Northern Ireland Act 2006
- Parliament of the United Kingdom
- Long title: An Act to make provision for preparations for the restoration of devolved government in Northern Ireland and for the selection of persons to be Ministers on such restoration; to make provision as to the consequences of selecting or not selecting such persons; and for connected purposes.
- Citation: 2006 c. 17
- Territorial extent: United Kingdom

Dates
- Royal assent: 8 May 2006
- Commencement: 8 May 2006
- Repealed: 22 November 2006

Other legislation
- Amends: Northern Ireland Act 1998
- Repeals/revokes: Northern Ireland Act 2000
- Repealed by: Northern Ireland (St Andrews Agreement) Act 2006;

Status: Repealed

History of passage through Parliament

Text of statute as originally enacted

Revised text of statute as amended

Text of the Northern Ireland Act 2006 as in force today (including any amendments) within the United Kingdom, from legislation.gov.uk.

= Northern Ireland Act 2006 =

Act of the Parliament of the United Kingdom

The Northern Ireland Act 2006 (c. 17) was an act of the Parliament of the United Kingdom. It made provision in connection with the Northern Ireland Assembly. It was repealed by section 22 of the Northern Ireland (St Andrews Agreement) Act 2006.

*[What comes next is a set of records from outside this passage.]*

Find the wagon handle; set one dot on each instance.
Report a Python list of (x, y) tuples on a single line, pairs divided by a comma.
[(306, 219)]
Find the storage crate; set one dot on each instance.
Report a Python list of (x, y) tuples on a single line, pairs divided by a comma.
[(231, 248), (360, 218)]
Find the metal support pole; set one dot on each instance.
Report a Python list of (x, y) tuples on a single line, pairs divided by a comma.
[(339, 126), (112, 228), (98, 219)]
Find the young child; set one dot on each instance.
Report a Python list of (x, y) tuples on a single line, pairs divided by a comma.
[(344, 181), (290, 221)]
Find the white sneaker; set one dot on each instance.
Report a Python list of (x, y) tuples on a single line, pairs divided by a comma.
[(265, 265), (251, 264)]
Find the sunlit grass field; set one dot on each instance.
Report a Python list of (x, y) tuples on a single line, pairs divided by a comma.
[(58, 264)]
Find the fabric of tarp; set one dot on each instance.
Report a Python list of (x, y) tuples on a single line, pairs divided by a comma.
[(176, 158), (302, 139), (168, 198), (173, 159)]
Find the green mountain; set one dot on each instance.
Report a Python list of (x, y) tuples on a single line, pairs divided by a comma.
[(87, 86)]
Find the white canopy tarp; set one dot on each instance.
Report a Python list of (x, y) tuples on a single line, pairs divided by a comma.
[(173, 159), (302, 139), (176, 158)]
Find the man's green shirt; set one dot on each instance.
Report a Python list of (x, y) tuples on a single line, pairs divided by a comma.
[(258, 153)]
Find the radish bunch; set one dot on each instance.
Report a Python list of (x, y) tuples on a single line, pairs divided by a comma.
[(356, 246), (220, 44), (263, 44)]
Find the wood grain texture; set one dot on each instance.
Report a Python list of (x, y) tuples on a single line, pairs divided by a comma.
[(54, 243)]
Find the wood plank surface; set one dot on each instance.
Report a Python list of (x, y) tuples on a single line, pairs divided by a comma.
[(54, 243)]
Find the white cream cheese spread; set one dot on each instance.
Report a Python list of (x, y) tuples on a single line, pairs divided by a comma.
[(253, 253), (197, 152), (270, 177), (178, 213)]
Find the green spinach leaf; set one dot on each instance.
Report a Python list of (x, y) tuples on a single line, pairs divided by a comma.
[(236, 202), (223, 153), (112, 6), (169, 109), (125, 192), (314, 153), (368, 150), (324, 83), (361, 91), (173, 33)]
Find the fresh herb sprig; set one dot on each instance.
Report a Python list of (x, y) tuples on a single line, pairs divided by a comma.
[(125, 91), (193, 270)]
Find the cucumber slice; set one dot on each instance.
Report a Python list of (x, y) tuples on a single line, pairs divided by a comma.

The legislation recalled the Northern Ireland Assembly to sit on 15 May 2006, with a requirement to form an executive by 24 November. Not meeting the deadline would mean members of the Northern Ireland Assembly would lose their salaries and allowances.

== 15 May 2006 sitting ==
When the Assembly sat on 15 May 2006, the sitting began with a minute's silence for a Catholic teenager who had been beaten to death by a suspected loyalist gang the previous weekend. On this day, the Secretary of State for Northern Ireland, Peter Hain, reaffirmed the commitment that the Assembly would be disbanded if an executive could not be formed.